COLUMBIANA CO. Transit system looks at fares
An official said the agency is facing a $75,000 to $100,000 shortfall next year.
By NORMAN LEIGH
VINDICATOR SALEM BUREAU
LISBON -- Patrons of a nonprofit rural transit system operating in Columbiana County face possible fare increases and service reductions.
County commissioners learned of the potential changes Wednesday from Carol Bretz, director of the Community Action Agency of Columbiana County Inc.
Bretz said she is proposing the changes to help the agency cope with an anticipated $75,000 to $100,000 shortfall in 2002. The shortage is caused largely by a nearly $23,000 state funding cut and anticipated increases in insurance costs.
Final approval for the fare increase and service reductions must come from the agency's board of trustees, which will consider the matter at its Dec. 20 meeting.
If the board approves the changes, they would take effect Jan. 1.
Current fare for a ride between Columbiana County communities is $1.50. That amount could be raised to $2, Bretz told commissioners. Elderly and disabled riders now pay 75 cents for a ride. Their cost would go to $1. Fares were last increased by the agency in 1994.
Also proposed is elimination of the transit system's weekend service.
Patrons: The Community Action Rural Transit System serves nearly 5,000 people annually, many of whom are elderly or disabled.
Bretz said she is concerned about the impact on the agency's patrons, especially those who depend on the transport to get to doctor appointments and stores.
"It's very frustrating," Commissioner Sean Logan said of the proposed changes.

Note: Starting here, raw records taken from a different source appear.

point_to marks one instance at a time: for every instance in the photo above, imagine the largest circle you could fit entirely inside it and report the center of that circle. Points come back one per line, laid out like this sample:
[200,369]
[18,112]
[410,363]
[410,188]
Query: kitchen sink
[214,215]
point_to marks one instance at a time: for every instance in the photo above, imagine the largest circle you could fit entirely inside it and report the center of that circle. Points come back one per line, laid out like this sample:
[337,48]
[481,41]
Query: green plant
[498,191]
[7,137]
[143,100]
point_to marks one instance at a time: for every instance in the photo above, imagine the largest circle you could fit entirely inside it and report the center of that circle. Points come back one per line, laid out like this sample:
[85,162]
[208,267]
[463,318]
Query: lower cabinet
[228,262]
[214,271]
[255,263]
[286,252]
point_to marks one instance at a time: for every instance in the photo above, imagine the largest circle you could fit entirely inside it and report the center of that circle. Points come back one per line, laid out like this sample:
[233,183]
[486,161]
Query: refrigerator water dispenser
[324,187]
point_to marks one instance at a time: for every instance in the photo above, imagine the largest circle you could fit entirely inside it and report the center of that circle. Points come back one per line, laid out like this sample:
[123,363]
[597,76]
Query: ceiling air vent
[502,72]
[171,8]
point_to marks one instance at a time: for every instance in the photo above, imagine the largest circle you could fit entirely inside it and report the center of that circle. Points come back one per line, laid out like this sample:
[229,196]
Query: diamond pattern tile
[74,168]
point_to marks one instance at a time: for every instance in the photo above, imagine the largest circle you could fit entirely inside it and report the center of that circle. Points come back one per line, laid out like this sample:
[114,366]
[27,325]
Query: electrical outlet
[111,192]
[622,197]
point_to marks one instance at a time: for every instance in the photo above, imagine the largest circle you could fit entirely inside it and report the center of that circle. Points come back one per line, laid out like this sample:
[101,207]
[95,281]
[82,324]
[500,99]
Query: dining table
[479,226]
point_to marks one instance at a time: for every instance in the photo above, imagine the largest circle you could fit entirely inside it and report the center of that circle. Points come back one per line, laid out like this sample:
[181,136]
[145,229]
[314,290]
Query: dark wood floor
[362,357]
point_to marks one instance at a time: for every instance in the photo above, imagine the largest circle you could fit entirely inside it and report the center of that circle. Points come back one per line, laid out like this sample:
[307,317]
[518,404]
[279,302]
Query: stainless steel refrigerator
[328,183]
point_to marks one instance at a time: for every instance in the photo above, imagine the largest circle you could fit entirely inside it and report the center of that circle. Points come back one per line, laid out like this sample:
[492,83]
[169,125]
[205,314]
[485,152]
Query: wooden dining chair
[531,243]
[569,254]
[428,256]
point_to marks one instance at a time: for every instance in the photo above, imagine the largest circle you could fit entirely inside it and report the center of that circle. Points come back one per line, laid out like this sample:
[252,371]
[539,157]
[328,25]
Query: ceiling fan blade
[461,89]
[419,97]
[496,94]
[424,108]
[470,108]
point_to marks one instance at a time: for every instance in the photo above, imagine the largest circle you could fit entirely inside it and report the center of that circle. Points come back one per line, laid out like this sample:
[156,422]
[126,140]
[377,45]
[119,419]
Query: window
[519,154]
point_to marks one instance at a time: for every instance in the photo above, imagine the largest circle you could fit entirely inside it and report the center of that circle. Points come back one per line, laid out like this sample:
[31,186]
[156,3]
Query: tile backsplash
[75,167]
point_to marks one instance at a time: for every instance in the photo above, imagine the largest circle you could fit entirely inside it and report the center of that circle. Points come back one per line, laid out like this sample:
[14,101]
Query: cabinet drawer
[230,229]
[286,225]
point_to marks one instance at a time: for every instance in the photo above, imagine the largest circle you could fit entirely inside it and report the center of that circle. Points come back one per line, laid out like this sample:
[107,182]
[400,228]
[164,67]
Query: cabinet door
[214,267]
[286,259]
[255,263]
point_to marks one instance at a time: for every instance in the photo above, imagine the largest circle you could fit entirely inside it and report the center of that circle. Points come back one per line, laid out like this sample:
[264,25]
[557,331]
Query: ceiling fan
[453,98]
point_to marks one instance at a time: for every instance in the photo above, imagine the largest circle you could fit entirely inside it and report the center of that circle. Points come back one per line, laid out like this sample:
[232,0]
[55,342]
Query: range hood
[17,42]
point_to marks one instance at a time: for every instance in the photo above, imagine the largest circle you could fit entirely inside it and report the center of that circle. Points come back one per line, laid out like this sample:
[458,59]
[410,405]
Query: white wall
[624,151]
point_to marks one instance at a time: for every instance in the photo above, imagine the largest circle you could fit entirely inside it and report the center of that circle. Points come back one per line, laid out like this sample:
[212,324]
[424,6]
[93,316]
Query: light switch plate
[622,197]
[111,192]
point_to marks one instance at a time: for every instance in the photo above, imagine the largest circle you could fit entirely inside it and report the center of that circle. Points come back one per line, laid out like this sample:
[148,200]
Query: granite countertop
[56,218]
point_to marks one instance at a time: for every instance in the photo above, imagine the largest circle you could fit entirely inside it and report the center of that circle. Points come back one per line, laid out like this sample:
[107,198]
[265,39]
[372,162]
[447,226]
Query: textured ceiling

They are likely to negatively affect "those who can least afford it," he said.
Voice concerns: Anyone wishing to voice an opinion on the proposed changes may attend a public hearing set for 9 a.m. Dec. 6 at the Community Action office, 7880 Lincole Place, Lisbon.
Besides fare increases and service reductions, the agency also is considering layoffs among its 33-person staff, Bretz said.
The agency's 2001 operating budget is $606,192, much of which comes from federal and state grants.